I use three techniques, which I believe are all standard good
practice for software engineers.
1) Write to temp files, then move into place to commit. Everything
does this, as part of the lib/raidfile code. Since moving a file over
another should "always" work, this means that either all of a change
will happen, or nothing.
2) Careful ordering of operations, exception handlers and destructors
which clean up by default. If there's another failure while
processing a request, exception handlers and object destructors will
clear it up. By ordering the code carefully, everything can be undone
until the last minute. In addition, if my assumption that the "moves
into place" for turning the temp files into live files turns out to
be incorrect, the exception handlers will recover.
3) Fault tolerance -- expect things to go wrong. If something could
have gone wrong in the past, the code will be tolerant of the mess it
leaves behind and correct it as it goes along. The best example is
the "store info file", which contains details of the space used and
last ID allocated. This should be written to disc after every
request, but it would be vastly inefficient so it's written lazily
every few requests. If the server child process terminates
unexpectedly, it will be out of date. So the code which allocates a
new ID assumes that it may be out of date, and the housekeeping
routine will correct out of date space information.
>
>
>> It compares MD5 checksums of each block with the index. Using a hash
>> is good enough for digital signatures, so I hope it's good enough for
>> this.
>>
>
>
>> I suppose a MD5 of the encrypted data could be kept as well, and the
>> server could verify that the file is still OK?
>>
>
> There seem to be two separate issues here: comparing server index
> content with client content (-q), and verifying that server index
> content is actually what is on a server hard drive. The first issue
> has
> already been solved by comparing current client content blocks with
> last known uploaded blocks on the server (index), right?
Yes.
> The second
> issue is currently not implemented, but, if I understand correctly, if
> a function is added to make sure that the server side index is
> actually
> what's currently on the server hard drive, then a complete end-to-end
> compare has been achieved.
>
> I guess we would need some kind of "association" of reported client
> blocks (index content) with factual server content.

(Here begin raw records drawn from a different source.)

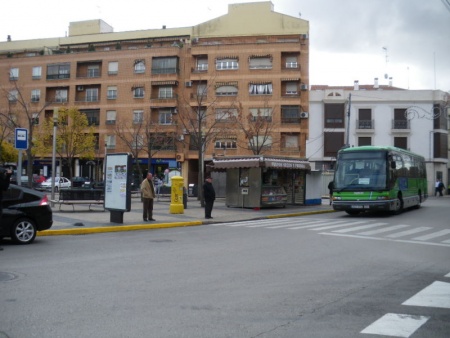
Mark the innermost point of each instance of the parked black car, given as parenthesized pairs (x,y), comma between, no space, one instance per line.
(25,211)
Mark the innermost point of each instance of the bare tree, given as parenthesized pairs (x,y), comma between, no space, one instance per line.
(261,132)
(23,113)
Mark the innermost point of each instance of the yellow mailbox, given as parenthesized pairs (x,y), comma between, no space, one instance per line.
(176,196)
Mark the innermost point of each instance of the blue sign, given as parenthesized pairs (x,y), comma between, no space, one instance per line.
(21,138)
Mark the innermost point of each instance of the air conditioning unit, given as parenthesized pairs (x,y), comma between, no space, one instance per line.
(179,157)
(304,115)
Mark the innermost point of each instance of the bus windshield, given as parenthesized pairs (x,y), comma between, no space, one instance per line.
(361,171)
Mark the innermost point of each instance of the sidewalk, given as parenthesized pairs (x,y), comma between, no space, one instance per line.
(82,220)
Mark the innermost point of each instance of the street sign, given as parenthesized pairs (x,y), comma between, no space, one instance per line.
(21,138)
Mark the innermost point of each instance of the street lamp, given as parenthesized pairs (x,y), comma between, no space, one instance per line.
(55,124)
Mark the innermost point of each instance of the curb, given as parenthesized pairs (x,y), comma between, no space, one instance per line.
(120,228)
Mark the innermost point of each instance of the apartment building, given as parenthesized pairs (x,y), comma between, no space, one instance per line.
(375,114)
(250,61)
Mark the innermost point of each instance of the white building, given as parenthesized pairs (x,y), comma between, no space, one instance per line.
(417,120)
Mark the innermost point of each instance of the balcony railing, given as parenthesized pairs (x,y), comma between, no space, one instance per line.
(401,124)
(364,124)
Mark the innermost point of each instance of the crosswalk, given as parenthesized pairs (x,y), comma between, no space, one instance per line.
(368,229)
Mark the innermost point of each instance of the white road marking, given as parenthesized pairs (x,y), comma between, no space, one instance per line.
(433,235)
(380,231)
(434,295)
(409,232)
(361,227)
(396,325)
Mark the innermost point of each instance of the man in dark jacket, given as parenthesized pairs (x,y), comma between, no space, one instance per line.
(209,195)
(5,177)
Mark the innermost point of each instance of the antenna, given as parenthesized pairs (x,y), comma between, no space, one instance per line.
(387,60)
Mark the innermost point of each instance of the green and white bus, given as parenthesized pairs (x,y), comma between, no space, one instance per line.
(378,178)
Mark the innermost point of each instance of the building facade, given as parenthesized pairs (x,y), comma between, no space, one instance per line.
(134,85)
(417,120)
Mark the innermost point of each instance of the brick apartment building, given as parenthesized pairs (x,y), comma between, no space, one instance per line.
(250,61)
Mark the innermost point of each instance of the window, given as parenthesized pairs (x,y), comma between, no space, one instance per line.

You would have to trust the server to report correct results. Either
a checksum of the encrypted data could be added, but perhaps more
space efficiently a single checksum for the entire store file could
be added. There may be issues with calculating this when patches are
in use, so it's not as simple as it might seem.
>
> Did I get this right?
The principle I think is right, although the implementation may be
tricky. I would prefer a challenge-response system, where the client
challenges a server with some data, and it replies with some more
which could only be calculated if the server held a proper copy of
the file. This may not be practical, of course.
Ben